Mentre era ancora con gli occhi chiusi, una luce più intensa e potente di quella tenue e giallastra dei lampioni che illuminavano la via le inondò il viso. Gloria riaprì gli occhi e quasi rimase accecata  dai due fanali di automobile che puntavano verso di lei mentre avanzavano all’interno del cortile. Era arrivato il momento. La ragazza avvertì ogni forza scivolare via dal suo corpo mentre dentro di sé pregava con tutto il cuore che da quella macchina uscisse lui e lui soltanto, Billie Joe Armstrong. Furono i dieci secondi più lunghi della sua giovane vita. I fanali si spensero improvvisamente, e subito dopo la porta del guidatore si aprì, rilevando l’espressione stupita del suo proprietario. Gloria non seppe mai dire dov’è che riuscì a recuperare quel briciolo di forza che le consentì di mettersi in piedi -staccando il sedere da quel gradino di marmo dal quale fino a quel momento non c’era stato verso di alzarsi-, fatto sta che lo fece e riuscì a parlare, persino.
«Ciao.»
Billie Joe Armstrong dovette appoggiarsi contro lo sportello della sua macchina per non rischiare di cadere in terra dalla confusione. Se lo stava semplicemente immaginando o c’era veramente Gloria lì, in piedi di fronte alla porta di casa sua? Com’era possibile tutto questo? Non se l’era sognato: era successo davvero, poco più di una decina di giorni prima. Lui da lei. Aveva cercato di baciarla. Lei lo aveva allontanato e lo aveva pregato -anzi, gli aveva ordinato- di sparire per sempre dalla sua vita. E lui lo aveva fatto. Perché diamine, allora, se la stava ritrovando lì, bella come non mai, con un’aria spaurita ma allo stesso tempo determinata, che lo fissava insistentemente in attesa di una sua risposta?

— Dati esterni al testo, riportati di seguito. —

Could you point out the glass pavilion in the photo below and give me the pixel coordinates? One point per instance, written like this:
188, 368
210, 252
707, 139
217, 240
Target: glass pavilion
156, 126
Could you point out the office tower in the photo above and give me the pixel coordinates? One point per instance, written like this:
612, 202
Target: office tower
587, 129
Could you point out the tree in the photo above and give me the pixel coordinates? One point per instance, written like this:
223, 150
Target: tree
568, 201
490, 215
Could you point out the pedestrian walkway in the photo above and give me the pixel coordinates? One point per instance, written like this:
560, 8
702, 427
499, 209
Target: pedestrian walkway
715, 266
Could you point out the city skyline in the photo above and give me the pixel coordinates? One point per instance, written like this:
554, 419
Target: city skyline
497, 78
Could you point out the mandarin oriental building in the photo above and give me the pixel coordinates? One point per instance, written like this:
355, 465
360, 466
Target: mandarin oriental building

Cosa avrebbe dovuto dirle lui, allora? Avrebbe dovuto mandarla via, trattarla male esattamente come aveva fatto lei con lui quell’ultima volta che si erano visti.
“Brutta stronza,” avrebbe voluto dirle, “lo vedi che anche tu vieni a cercarmi quando ti fa comodo?”, ma la sua mente era troppo stanca, troppo confusa e allucinata per compiere una frase così elaborata come quella, e tutto quello che si sentì chiederle, e per di più balbettando, fu: «Che cosa ci fai tu qui?»
Lei cacciò fuori un sospiro silenzioso e stringendosi nelle spalle con aria incerta rispose: «Ti stavo aspettando.»
Quella sua semplicità, quella sua onestà era disarmante, ma la rabbia era ancora cocente e pulsante dentro di lui. Gli era risalita al cervello non appena, da lontano, aveva intravisto sui gradini del suo giardino una figura che assomigliava alla sua. Il suo intento di non pensare più a lei era andato a monte in così poco tempo, ma non era stata colpa sua, quella volta. Lui ci aveva provato, aveva fatto il possibile e -diamine- ci era riuscito. In quei giorni che aveva passato con la sua famiglia, mai era passata nella sua mente l’immagine di quella ragazza. Era stato bene davvero, aveva scelto la sua famiglia. E ora eccola di nuovo lì, nella sua vita. Si ripresentava da lui dopo tutti quei giorni e tornava a fare cosa?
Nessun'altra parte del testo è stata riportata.